La Marche des Rois est un des thèmes de l'ouverture de l'Arlésienne (1872), musique de scène composée par Georges Bizet pour un drame à sujet provençal d'Alphonse Daudet. Selon le musicologue Joseph Clamon[16], Bizet a pu trouver la mélodie de cette marche dans un livre publié en 1864[17]. Après l'échec du drame, Bizet tire de la musique de scène une suite pour orchestre (Suite no 1) qui rencontre un succès immédiat[18]. En 1879, quatre ans après la mort du compositeur, son ami Ernest Guiraud en tire une seconde suite (Suite no 2) dans laquelle la Marche des Rois est reprise en canon dans la dernière partie de l'ouvrage remanié[18]. Certains passages se retrouvent également dans l'opérette Gillette de Narbonne de Edmond Audran, créée en 1882[19]. Les paroles d'une chanson « M'sieu d'Turenne », qui peut se chanter sur l'air de la Marche des Rois, sont dues à Léon Durocher (1862-1918)[Note 4].

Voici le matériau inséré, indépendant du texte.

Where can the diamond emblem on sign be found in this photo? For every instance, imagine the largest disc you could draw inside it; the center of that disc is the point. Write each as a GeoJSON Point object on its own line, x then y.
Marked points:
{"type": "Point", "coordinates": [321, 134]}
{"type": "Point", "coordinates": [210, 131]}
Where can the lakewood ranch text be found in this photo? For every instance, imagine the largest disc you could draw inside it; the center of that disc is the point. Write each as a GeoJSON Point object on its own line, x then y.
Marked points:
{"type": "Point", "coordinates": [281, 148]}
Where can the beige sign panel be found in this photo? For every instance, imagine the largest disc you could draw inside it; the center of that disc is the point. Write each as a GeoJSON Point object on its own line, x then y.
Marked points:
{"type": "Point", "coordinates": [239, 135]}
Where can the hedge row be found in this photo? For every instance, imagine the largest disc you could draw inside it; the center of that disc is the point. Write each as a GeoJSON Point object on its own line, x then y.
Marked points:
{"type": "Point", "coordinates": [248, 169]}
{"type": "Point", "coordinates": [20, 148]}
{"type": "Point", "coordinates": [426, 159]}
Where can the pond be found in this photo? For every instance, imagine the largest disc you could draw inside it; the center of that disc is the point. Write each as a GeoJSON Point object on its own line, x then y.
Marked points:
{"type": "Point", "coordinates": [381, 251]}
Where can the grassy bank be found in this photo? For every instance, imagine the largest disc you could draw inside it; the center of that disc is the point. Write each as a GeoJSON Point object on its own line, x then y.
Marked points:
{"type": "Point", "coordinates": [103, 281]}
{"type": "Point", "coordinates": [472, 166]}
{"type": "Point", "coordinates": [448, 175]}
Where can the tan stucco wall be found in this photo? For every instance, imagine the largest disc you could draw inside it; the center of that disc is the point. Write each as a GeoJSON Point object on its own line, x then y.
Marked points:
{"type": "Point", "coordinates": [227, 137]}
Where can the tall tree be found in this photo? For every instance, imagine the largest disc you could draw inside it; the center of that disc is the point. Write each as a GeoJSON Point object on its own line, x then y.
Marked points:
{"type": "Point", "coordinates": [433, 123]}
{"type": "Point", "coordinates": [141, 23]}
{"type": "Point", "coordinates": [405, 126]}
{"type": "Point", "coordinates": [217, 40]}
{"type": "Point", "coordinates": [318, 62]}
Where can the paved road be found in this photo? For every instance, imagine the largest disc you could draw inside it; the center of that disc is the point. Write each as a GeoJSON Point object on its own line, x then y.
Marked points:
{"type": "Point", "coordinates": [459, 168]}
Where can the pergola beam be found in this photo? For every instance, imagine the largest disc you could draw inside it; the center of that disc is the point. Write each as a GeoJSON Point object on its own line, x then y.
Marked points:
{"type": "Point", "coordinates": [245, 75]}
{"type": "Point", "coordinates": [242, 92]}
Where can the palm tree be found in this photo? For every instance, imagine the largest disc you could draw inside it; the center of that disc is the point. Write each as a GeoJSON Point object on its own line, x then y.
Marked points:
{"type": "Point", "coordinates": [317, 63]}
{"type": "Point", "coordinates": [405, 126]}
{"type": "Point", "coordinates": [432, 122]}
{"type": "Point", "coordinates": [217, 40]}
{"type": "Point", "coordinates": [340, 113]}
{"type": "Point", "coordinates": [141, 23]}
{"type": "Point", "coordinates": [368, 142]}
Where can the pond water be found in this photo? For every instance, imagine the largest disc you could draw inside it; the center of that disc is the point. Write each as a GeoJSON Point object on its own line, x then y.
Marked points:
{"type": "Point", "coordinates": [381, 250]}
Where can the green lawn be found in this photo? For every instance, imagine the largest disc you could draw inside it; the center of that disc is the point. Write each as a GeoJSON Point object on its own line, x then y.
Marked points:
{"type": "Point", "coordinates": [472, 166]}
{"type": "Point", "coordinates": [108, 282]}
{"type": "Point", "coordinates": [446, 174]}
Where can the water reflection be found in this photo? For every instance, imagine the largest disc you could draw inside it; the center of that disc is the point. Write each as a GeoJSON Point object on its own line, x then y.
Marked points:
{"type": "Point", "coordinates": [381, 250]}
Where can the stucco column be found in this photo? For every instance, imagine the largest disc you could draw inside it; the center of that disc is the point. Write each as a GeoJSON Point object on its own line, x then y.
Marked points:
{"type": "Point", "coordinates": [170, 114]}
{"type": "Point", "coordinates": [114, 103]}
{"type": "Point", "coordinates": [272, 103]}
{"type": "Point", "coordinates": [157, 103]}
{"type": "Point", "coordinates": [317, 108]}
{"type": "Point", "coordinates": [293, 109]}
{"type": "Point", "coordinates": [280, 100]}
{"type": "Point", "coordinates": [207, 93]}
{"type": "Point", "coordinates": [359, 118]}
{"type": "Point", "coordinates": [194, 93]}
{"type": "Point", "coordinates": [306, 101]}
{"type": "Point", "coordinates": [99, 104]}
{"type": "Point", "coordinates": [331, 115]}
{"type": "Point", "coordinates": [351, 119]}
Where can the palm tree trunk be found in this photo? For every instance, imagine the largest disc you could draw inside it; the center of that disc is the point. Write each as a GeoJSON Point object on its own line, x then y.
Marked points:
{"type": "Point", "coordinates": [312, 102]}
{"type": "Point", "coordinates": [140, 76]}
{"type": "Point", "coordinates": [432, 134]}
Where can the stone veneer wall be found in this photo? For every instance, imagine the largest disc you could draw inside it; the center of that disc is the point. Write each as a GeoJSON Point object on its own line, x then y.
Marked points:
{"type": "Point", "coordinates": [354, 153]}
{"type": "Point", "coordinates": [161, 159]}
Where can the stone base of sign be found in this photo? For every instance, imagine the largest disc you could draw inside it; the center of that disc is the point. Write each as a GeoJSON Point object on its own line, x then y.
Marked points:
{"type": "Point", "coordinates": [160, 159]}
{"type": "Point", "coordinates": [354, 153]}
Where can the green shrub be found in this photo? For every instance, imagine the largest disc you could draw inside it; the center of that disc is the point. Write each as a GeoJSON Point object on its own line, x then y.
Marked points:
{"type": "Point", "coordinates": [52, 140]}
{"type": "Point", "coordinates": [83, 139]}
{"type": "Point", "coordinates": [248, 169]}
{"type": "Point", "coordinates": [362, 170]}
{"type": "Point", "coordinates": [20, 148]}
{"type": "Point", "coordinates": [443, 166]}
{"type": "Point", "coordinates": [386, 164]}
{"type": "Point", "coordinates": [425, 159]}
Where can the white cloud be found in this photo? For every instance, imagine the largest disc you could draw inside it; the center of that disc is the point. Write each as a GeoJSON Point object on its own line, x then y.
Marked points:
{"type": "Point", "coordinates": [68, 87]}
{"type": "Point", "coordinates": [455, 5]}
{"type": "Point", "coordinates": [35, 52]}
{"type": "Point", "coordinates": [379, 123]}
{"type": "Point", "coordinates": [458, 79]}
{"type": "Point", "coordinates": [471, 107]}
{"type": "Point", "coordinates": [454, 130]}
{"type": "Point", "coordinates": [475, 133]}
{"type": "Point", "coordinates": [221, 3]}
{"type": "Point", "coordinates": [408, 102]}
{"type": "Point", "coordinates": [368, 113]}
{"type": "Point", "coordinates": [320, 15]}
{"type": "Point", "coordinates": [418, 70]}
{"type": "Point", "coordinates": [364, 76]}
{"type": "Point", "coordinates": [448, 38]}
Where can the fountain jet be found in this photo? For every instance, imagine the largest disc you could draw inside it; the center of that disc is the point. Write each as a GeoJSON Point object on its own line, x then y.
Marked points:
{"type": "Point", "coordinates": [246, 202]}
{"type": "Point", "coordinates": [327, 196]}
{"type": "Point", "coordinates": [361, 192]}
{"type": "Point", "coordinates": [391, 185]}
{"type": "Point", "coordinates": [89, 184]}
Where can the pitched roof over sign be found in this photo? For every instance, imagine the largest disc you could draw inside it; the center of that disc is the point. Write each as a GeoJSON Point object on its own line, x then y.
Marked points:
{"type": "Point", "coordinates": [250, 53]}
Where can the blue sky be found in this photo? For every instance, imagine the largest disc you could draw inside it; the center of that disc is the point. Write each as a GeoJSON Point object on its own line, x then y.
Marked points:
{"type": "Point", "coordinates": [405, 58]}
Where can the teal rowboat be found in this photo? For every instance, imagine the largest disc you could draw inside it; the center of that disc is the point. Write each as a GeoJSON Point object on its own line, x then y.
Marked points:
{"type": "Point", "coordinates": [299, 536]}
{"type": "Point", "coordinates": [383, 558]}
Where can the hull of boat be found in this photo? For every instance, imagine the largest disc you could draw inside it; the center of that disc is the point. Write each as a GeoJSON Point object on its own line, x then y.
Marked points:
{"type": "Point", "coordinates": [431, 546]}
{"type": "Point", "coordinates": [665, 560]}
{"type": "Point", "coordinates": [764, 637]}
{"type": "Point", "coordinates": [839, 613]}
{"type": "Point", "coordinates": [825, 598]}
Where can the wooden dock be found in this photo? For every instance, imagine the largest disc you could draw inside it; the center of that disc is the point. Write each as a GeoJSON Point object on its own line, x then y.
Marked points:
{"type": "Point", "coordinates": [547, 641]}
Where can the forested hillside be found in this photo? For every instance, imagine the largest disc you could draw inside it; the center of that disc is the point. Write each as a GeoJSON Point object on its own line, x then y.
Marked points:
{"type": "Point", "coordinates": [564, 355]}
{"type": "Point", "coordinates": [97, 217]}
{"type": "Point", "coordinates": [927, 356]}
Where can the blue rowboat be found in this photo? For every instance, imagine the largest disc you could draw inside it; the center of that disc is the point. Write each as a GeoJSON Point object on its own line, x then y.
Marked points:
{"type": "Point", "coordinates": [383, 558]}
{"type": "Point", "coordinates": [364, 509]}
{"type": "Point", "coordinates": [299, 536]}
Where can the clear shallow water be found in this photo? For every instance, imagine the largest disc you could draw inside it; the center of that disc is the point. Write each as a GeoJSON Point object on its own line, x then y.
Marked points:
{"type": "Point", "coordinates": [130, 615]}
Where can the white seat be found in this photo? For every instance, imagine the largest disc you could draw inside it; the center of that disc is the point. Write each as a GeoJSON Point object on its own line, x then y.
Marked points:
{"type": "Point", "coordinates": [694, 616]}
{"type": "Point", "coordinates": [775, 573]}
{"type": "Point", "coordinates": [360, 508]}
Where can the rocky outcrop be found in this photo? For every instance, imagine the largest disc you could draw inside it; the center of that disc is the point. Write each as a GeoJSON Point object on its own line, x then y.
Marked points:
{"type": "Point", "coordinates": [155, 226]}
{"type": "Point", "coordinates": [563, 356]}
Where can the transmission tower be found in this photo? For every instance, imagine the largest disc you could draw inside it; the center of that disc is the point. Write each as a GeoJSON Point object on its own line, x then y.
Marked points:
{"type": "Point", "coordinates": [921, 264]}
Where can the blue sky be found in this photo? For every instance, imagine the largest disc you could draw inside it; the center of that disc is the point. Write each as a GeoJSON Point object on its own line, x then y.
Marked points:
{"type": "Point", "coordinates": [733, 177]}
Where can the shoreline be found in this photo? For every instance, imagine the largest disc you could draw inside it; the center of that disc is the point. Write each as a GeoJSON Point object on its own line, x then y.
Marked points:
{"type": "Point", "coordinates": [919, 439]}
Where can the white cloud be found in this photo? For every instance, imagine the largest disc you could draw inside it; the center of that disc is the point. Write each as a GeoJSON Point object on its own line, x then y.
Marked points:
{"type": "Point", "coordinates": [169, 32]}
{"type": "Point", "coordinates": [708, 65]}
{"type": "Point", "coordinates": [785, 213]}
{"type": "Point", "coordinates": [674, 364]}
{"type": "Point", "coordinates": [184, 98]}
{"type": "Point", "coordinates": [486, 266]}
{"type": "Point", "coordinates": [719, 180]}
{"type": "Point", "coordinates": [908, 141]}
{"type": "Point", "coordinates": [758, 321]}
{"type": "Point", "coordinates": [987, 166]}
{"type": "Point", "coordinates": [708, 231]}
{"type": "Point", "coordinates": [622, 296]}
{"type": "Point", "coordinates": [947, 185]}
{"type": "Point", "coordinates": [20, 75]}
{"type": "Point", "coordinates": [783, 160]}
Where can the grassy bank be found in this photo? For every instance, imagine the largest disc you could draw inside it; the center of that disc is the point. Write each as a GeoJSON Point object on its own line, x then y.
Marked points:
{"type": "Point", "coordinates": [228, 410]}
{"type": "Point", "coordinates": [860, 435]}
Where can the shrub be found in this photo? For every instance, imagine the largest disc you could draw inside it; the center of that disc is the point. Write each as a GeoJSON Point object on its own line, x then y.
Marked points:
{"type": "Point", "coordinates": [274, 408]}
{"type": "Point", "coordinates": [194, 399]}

La Marche des Rois est devenue une chanson de France traditionnelle et un des cantiques de Noël les plus courants dans le répertoire des chorales francophones. Elle a connu plusieurs reprises par des interprètes tels que Tino Rossi, Les Quatre Barbus, Marie Michèle Desrosiers ou encore, en anglais, Robert Merrill. Le morceau a été adapté à de multiples reprises, notamment par l'organiste Pierre Cochereau à travers une toccata improvisée en 1973 pour les Suite à la Française sur les thèmes populaires[21]. En 2011, le titre est repris par Florent Marchet sur son disque de chants de Noël, Noël's Songs.
Thème de l'ouverture de L'Arlésienne Georges Bizet[22].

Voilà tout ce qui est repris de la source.